The reason I wrote that criticism of their editorial was simple. They’re liars. They lied. They’re ignorant. They made up crap.

It’s actually rather funny how often the purveyors of nonsense make complaints that someone has made a lengthy criticism of their distortions, in which the whole issue is not the substance of the criticism, but the mere fact that a criticism has been made. Go ahead, search in vain throughout their blog entry, and you’ll discover that they completely ignored every point I made, and their entire argument is reduced to the fact that there were 3000 words in my article.

The 2008 Twin Cities Creation Science Fair

I’m sorry to say that I didn’t make it to the Twin Cities Creation Science fair this weekend, and Greg Laden didn’t either, which must explain why the TCCSA wasn’t afraid to post photos of the 2008 Creation Science Fair this time around. One UM professor did stop by, though, and we have his personal account.

As a perfect example of ID inanity, one student demonstrated irreducible complexity by taking a motor apart and showing that it didn’t work any more. Thank you, Michael Behe, for trying to make your feeble “insight” a part of the science curriculum.

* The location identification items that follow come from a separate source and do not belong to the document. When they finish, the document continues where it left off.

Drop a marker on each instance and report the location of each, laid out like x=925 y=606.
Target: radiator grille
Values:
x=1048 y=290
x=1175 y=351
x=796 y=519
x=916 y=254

It was the usual mixed mess we get even in secular science fairs: a lot of clueless students who don’t know how to do science, exhibit failures of logic, and who don’t really understand what they are doing, mixed up with a few kids who have the potential to be real science stars. This particular event is especially depressing, though, because the organizers impose all kinds of bizarre unscientific constraints on the kids (A bible verse on every poster? Come on.) and it doesn’t really matter how much potential a kid has — it’s going to be poisoned and stunted by a carefully fostered environment of ignorance that favors the appearance of science over any attempt at genuine inquiry.

I tell myself every year that I should go see this thing. Every year I feel the same sad discouragement at the prospect — it’s like going to witness a famine of the mind, with young children as victims, and I don’t think I could bear it.